Friday, February 21, 2014

The difference between want and need...

I hear lots of my friends talking about wants and needs when we are out and about. I struggle with them too. Do I want or need those new boots? That purse? That replacement bale ring for the cows? Then there are the wants and needs that aren't material: more free time, more rewarding experiences, vacations, weekends with friends, or exercising. I'll give you a hint. That last one is probably a need, but I really don't want to!

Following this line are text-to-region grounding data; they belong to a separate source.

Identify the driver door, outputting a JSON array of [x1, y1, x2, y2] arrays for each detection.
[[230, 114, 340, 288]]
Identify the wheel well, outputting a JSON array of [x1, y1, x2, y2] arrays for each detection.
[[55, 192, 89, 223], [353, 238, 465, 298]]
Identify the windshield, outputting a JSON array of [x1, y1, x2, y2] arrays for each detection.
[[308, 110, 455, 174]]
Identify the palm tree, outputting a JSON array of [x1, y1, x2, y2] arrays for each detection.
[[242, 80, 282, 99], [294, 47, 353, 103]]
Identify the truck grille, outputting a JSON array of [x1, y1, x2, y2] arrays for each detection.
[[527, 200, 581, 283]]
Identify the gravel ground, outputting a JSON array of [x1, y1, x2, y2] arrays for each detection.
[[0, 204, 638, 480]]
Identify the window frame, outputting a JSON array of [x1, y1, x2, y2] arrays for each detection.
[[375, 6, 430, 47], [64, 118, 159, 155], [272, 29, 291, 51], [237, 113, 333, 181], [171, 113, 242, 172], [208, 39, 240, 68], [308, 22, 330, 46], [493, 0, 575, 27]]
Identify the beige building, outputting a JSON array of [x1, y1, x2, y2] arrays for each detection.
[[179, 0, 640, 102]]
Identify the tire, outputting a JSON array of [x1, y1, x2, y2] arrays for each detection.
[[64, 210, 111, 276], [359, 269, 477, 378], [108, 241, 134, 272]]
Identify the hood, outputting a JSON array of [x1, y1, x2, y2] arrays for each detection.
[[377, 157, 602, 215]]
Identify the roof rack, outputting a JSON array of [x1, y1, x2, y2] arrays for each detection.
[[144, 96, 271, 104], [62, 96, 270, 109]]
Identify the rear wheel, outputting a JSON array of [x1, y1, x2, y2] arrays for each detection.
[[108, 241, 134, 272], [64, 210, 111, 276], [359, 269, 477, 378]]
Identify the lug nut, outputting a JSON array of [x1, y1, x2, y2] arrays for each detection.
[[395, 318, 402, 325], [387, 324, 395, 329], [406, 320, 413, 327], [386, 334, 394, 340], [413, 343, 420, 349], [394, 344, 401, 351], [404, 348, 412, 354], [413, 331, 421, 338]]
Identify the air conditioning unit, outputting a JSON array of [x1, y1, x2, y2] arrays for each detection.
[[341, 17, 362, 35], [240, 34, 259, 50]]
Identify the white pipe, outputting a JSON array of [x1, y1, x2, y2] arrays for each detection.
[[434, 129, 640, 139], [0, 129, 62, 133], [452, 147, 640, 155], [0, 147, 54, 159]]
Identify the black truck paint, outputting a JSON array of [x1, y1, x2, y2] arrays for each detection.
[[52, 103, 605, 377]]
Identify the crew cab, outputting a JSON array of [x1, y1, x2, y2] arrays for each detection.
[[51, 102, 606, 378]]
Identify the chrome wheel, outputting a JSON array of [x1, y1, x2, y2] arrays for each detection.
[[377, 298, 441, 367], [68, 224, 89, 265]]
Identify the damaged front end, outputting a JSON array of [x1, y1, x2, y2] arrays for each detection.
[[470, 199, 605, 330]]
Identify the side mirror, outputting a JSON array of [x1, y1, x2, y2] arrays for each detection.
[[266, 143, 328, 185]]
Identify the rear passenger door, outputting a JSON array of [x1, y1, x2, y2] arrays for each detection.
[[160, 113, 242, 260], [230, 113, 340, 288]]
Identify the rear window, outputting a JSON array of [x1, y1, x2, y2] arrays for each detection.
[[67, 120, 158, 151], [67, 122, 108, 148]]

A lot of times the difference between want and need is painfully apparent when you live on a farm. Fortunately, this week began with them coinciding quite nicely. I wanted to be outside because it was sunshine-y and almost sixty degrees. I needed to move hay. I needed to fix the fence because the cows can easily get on the highway and die tragic bovine deaths.
 
But there are obviously times when the opposite is true and my wants and my needs are opposed. Like when it is -20 and I need to move hay. Or I want to leave for a vacation, but things will starve to death. Then there are times when my wants turn into needs.
 
For years I have wanted to clean up the old barn that stands on my parents’ property. It is a thing of beauty – all hand hewn oak beams and hand cut stone quarried from the property is stands on. Though it is home to six stalls and a great amount of space we really only use it for the hayloft and storing a few wagons. The space has been underutilized my entire life, but especially in the last five years since we started feeding the cats in the newer horse barn. The old barn has not received much TLC. We don’t really go in there unless we have to throw hay to the cows.
 
My grandfather recently passed away, and I am staring some massive barn and house renovations in the face starting around September; so, I have felt a huge push to try and get all of the little things off my to do list at mom and dad’s farm. Some of those things require more than one set of hands. Yeah. I’m talking about you Mr. Corner fence post that is washing away and needs to be fixed before taking the whole fence row down. We are gonna tango mister. Mark my words! Or are made easier with multiple sets of hands like trimming the fence line or replacing white boards in the danged vinyl fence. But one of them that didn’t need many sets of hands was cleaning up some of the trash in the old barn.
 
I mentioned that we used to feed cats in there. I have a confession. I’m lazy, and rather than cutting the weight circles off the bags (you can turn them in for rewards with Purina) I just threw them behind a partition. Out of sight, out of mind. I am really hating myself for that one. I have spent maybe two hours cutting off weight circles so far, and I am not even close to being done with that project. In the course of this though I have found that my desire to clean the barn might not be a want so much as a need.
 
When I took Captain America in there to show off my progress three weeks ago we heard the sound of running water coming from the barn basement. Yup. We had a pipe burst right outside the basement wall. The good Captain got right to work and dug a trench that appeared to go halfway to China before I could so much as blink. He and my dad fixed it, and it was all good. Well, if anything like that can actually be good. However, I had this thought in the back of my mind saying,  “How long would it have leaked if I hadn’t started cleaning in there? If I hadn’t wanted to show it off it could have run for months without anyone noticing.”
 
Then it got cold again, and it wasn’t until yesterday that I snuck away from my desk job and out to fix some fence. I got done in the daylight and decided to let the chickens loose for awhile. I won’t leave them out of earshot anymore since the Great Defeathering Incident of 2013 so I went back into the barn to clean up more feed sacks. I opened one of the stall doors to try and shine a little light on my project and started rocking out on my iPod and cutting out weight circles like a boss. I don’t know what drew my attention to it, but after awhile I looked up and noticed that one of the support beams, one of the support beams that is under the hayloft mind you, was sagging. The oak beams it was sitting on have splintered and rotted into almost nothing.  
 
Suddenly cleaning the barn is not a WANT, it is an EMERGENCY. AGH! So much for wanting to go to Captain America’s house this weekend.